Des informations en partie confirmées lundi auprès de l’AFP par Alain Thirion, dirigeant de l’entreprise Vulli qui produit Sophie la girafe. À cause de difficultés dans les cadences de la nouvelle usine de Saint-Nabord (Vosges), « Vulli fait fabriquer ses (…) girafes nues en Chine », a-t-il expliqué, « mais toutes les girafes sont terminées et surtout contrôlées une par une en France », assure-t-il.

La production des Sophie aurait été délocalisée en Chine à partir de 2013, selon Mediapart, soit bien avant l’ouverture de l’usine de Saint-Nabord annoncée en 2016.
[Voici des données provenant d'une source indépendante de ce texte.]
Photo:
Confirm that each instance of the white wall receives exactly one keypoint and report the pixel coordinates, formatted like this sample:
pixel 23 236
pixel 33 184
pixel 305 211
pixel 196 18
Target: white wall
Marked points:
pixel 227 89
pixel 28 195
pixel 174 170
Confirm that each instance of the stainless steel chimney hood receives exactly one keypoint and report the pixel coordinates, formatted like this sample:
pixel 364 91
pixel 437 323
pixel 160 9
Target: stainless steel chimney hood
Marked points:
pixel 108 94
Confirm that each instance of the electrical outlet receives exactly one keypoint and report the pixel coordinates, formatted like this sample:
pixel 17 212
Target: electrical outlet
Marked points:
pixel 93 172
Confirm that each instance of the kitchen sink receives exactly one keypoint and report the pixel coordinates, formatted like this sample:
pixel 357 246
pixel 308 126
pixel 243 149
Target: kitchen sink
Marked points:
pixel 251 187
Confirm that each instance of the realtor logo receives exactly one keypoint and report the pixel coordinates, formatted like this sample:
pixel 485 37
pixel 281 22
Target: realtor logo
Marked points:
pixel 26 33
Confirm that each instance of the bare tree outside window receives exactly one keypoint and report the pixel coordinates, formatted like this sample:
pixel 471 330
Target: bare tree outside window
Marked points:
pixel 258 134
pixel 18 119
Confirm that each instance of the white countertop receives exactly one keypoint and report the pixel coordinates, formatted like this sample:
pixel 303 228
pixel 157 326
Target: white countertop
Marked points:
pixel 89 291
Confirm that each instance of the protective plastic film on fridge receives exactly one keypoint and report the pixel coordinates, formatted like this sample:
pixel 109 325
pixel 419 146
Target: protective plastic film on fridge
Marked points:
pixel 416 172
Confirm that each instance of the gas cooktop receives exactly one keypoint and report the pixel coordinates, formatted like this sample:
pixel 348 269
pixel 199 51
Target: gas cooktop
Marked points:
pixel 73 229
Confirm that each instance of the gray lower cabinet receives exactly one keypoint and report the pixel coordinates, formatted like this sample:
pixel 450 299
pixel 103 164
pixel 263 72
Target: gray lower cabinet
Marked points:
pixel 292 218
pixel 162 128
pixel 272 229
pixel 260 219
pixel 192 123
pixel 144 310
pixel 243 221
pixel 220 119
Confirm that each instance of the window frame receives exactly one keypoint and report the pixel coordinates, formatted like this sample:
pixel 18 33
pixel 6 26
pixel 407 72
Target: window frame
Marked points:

La fabrication en Chine, « cela n’a jamais été un mystère pour personne », assure Alain Thirion, « si on nous demandait, on le disait ». Selon lui, Sophie la girafe y a été produite « pour partie » depuis une trentaine d’années. Alain Thirion déclare viser, à terme, une production 100 % en France, une fois que les nouveaux processus de fabrication de l’usine de Saint-Nabord, censés recourir à l’injection de caoutchouc naturel moins polluante que les anciens moules en plâtre, seront totalement au point.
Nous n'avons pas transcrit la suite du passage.